こぼれた思い、受け止めて
“Time after Time”
 

 
 
 
 
 
 
「じゃ、先に帰るよ」
 少しむせるようなオイルの匂い。真剣な表情でキャンバスに向かっている後輩に声をかける。
 やや間があって、「あ、部長、お疲れ様です」
 さまざまな色で汚れた白衣を、制服の上に着た後輩の女の子が、たった今夢から醒めたかのような、覚束ない調子であいさつをくれる。
 
 コートを着る私をペインティングナイフを持った手を止めて、じっと見つめている。
 まるで自分で切り揃えたかのような、ふぞろいで中途半端な長さの髪の毛。けれど、不思議とその雰囲気が彼女には似合っている。
 はっきりとした眉の下の瞳が、徐々に現実の光を取り戻してゆく。
 
「どうかした?」私はコートのボタンに手をかけながら、何か言いたげな彼女をうながす。
 放課後の時間のほとんどを、このオイルと絵の具の匂いに満ちた部屋で過ごすようになって、もう一年半以上。
 『待ち人未だ来らずね』何度も頭の中で繰り返した言葉。
 そして、気がつけば、私一人だけが違う場所に立っている。
 人数が多くない部だから、部長を押し付けられるのは仕方ないことなのかもしれない。
 けれど....。
 『けして、望んだわけではないのにね』
 悪いクセだ、また心の中で誰かに話しかけている。
 
「部長はアブラ、書かないんですね」
「えっ」
 自分で問いかけたのを忘れるくらいの間があいた後で、彼女が言う。
「私、入学してから、美坂先輩がアブラ描いてるの見たことないです」
 私の反応に何かしらの刺を感じたのだろうか、小さな声で彼女が言い直す。
「そうね、もともとそんなに好きでもないのよ、絵、描くの」
「得意でもないしね」そう言って、彼女に微笑みかける。
 
 真剣な顔のままで、彼女が私を見つめている。その瞳の色は何を表してるのだろうか?
 
「じゃあ、どうして、この部に入ったんですか?」
「何となく、かな」
 早すぎる間で私は答えを返す。彼女は、私の口元をじっと見つめている。そこに、私の本当の気持ちが書いてある、とでもいうかのように。
 
「じゃ、お先に」彼女の視線から逃れるように私は扉を開く。
「お疲れです」彼女の言葉を背中で聞いた。
 
 
 
 
 
 
――――――――――――
 
 
 
 
 
 
 冬の陽は、暮れるのが早い。
 まだ、それ程遅くない時間なのに、廊下はすっかり薄暮に沈んでいる。
 サキソフォンの音が聞こえる、ひどく遠くから誰かを呼ぶかのように。グラウンドからは、太陽の一筋の光さえ逃すまいとするかのような、さまざまな掛け声。

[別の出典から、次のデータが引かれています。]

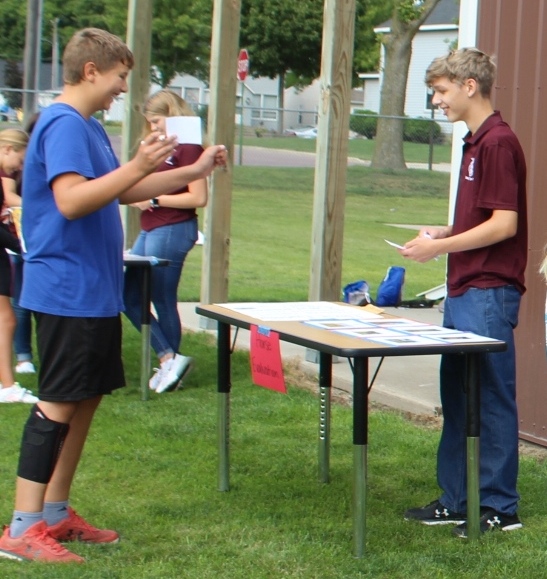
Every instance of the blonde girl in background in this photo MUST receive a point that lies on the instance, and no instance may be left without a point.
(169, 230)
(13, 144)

 やがて、その声もむなしく消えて、夜は必ずやってくるだろう。
 ぼんやりと廊下を歩く。目の前に浮かぶ微かな塵さえも、冬の清冽な空気の中で紅に染まっている。
『こんな絵を描けるのなら....』
『....私も、もう少し絵を好きになれるのかもしれないな』そんな思いが浮かぶ。
 でも、私にはわかっている。私がしたいことは、瞬間を定着させることではない。
私が手に入れたいのは、終わらない物語。いくども繰り返すはてのないストーリ。
 
 何かが、突然頭の中のキーを叩く。私は、昇降口の扉から手を離して、階段へ引き返す。
 一階よりもさらに静かな二階の廊下を歩いて、自分の教室に向かう。がらりと、教室の扉を開ける。
『また、鍵、閉め忘れね』それに救われた自分のことは棚にあげて、今日の日直を心の中で責める。
 
 窓際の席にぼんやりと人影のようなものが見える。こっちを振り返っているような気がする。
 
「香里」影が聞き慣れた声を発する。
 
「名雪?」私は影に歩み寄りながら話しかける。
「うん、どうしたの?香里」
 手で目元を拭うような仕草。
「忘れ物、取りにきた」
「そう、そっか」必要以上に大きく頷いているような気がする。
「で、名雪はどうしたの?部活は?」
 見ると、名雪は制服のままで、机の上には鞄が載せられている。
「わたしは、自主休部だよ」空っぽな笑顔を私に向ける。
 
 
 他人とは距離を取りたい、いつもそう思っていた。
 たぶん、それは私に余裕がないから。これ以上、誰かのことを考えることなんて、できやしないから。
 でも、この人だけは違っていた。私の不完全な心にするりと入ってきて、そして、ばらばらになりそうな欠片を繋ぎとめてくれる。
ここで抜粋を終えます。